Monday, February 20, 2012

Day #36 - Social Websites

It's been awhile since I've posted. Doesn't change the fact that I still have LOADS floating around in my mind... just a testament at how busy I've been.
First things first, Kate seems to be doing alright. We have a couple more appts scheduled, but I feel like the worst is behind us. I guess I'm trusting that she's going to be fine regardless of any test results.

So... back to my title... social websites... let me warn you, this may be a bit all over the place... I'm in the parking lot of Kate's school, listening to Wizard of Oz, and typing on my phone. Bare with me.

I guess I almost don't know where to start actually. I don't want to throw anyone specifically under the bus, but I'm sure feeling icky about a situation.
I'll begin with a question. When you delete a friend on Facebook, are you deleting them from your life? Okay maybe 2 questions. Is the act of deleting someone some sort of a silent statement? I guess I have questionS. Do you think, at the time, "I'll show them!!"? Am I the only one that wishes Facebook would notify you when you've been deleted? Ooh, or even better, that you got a message from the deletor (prob not even a word) with an explanation of why they chose to delete you? That could get pointed!

I've been deleted more times than I probably even know... and actually have done my share of deleting. When I came back to Facebook this time, my intention was to delete practically everyone. Instead, I chose to unsubscribe to most people. That way, they wouldn't assume I was upset or anything.
Anyway -- as you have probably gather -- I was deleted at some point over the weekend. I'm still perplexed over the whole mess -- as I'm sure you also can gather. I did send a text kind of asking for an explanation, although I'm actually not sure I need one. The point of me mentioning that? This was an actual "friend", not just some random Facebook friend/old classmate/3rd cousin twice removed. I was deleted by a bff.

And I will admit that we have not communicated a whole lot, like at all, in the past few months... and I did get an email Friday that I attempted to respond to Sunday, but I guess I was too late. I had already been deleted. Shoulda stayed home from the funeral I attended to email her back?!? I guess I wasn't in a huge hurry. I sure never expected to be written off...

Brings me to another question. Since when were friendships so easily disposed of that all it takes is a click of "delete", with no conversation, no consideration? Pretty sad state of affairs, if you ask me... and I know you didn't "ask", but I guess you care, if you're reading, right?!? ;-)
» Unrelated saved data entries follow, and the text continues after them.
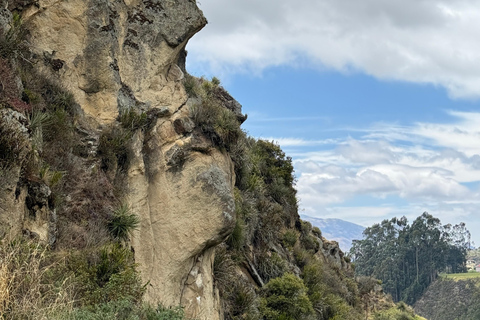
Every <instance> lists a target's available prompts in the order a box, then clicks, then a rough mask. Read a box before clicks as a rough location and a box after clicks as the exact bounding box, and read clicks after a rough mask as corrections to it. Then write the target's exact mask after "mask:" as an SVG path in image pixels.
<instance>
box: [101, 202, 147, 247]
mask: <svg viewBox="0 0 480 320" xmlns="http://www.w3.org/2000/svg"><path fill="white" fill-rule="evenodd" d="M139 224H140V219H139V218H138V216H136V215H135V214H133V213H131V212H130V208H129V207H128V205H127V204H122V205H121V206H120V207H119V208H118V209H117V210H115V211H114V212H113V216H112V218H111V219H110V221H109V222H108V224H107V226H108V231H110V234H111V235H112V236H113V238H114V239H117V240H121V241H127V240H128V239H129V236H130V235H131V233H132V232H133V231H134V230H136V229H137V228H138V226H139Z"/></svg>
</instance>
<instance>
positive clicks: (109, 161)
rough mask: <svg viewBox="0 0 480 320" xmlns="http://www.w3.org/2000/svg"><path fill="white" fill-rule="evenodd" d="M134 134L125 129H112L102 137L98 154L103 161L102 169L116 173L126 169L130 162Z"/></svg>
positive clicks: (98, 146) (101, 164)
mask: <svg viewBox="0 0 480 320" xmlns="http://www.w3.org/2000/svg"><path fill="white" fill-rule="evenodd" d="M131 137H132V133H131V132H130V131H127V130H125V129H123V128H118V127H112V128H109V129H107V130H105V131H104V132H102V134H101V135H100V139H99V144H98V154H99V156H100V157H101V159H102V164H101V168H102V170H104V171H107V172H109V171H110V172H115V171H116V170H117V168H118V167H120V168H121V169H126V168H127V167H128V164H129V160H130V156H131V155H130V152H131V150H130V148H129V140H130V139H131Z"/></svg>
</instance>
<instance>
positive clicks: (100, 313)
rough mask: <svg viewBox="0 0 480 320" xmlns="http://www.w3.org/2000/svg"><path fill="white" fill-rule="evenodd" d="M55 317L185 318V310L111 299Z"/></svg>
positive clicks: (145, 319) (184, 318)
mask: <svg viewBox="0 0 480 320" xmlns="http://www.w3.org/2000/svg"><path fill="white" fill-rule="evenodd" d="M55 319H58V320H60V319H66V320H133V319H145V320H183V319H185V317H184V312H183V309H182V308H180V307H176V308H165V307H163V306H161V305H159V306H158V307H157V308H153V307H151V306H149V305H147V304H144V305H138V304H136V303H134V302H132V301H130V300H119V301H110V302H106V303H102V304H98V305H95V306H91V307H83V308H78V309H75V310H73V311H72V312H69V313H63V314H60V315H59V316H57V317H55Z"/></svg>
I'm of the belief that things happen for a reason. I think this friendship had reached its expiration date. Quite honestly, if my lack of response to 2 text messages and/or lack of a reply to an email within 24 hours is enough to send someone to the hills, I'm probably better off. Don't get me wrong, I love my friends. I need my friends. But I guess I'm at a stage in my life right now I can't do high maintenance. And more than that, I don't want to do high maintenance.

I need loving, supportive people in my life. People who aren't self-centered or dishonest. I need transparency, accountability, and trust.
Maybe that's too much to ask from some... but not from the good ones... and they know who they are...

Blessings

331. Deletions
332. Tossed salad on a Friday night
333. Seeing family on Saturday
334. Remembering what's truly important
335. Hugs and kisses from my late Grandma's brother and sisters
336. Hearing how I'm missed, and loved
337. Comments that my beautiful daughter looks like me
338. An impromptu meeting with the in-laws
339. Ronald McDonald in McDonald's
340. Watching Lauren light up while talking to him
341. Laughter from all the children
342. Sleeping babies on the way home from a full day
343. Day trips that allow us to sleep in our own beds at night
344. Realization that our church is important enough not to miss
345. A hug from an older church member, with the words "we sure missed you last week"
346. Hearing from someone else how amazing my hubby is with our girls
347. An afternoon nap
348. Spaghetti and meatballs
349. Meeting up with friends tonight
350. A busy week
 

1 comment:

  1. You have a way of saying things and asking questions that I could never put in words as good as you have. You are a great person Steph and I love you like a sister and as far as I am concerned, anyone who "deletes" without an explanation is missing out on having you part of their life. Did I say that right? See my words are terrible. Love ya.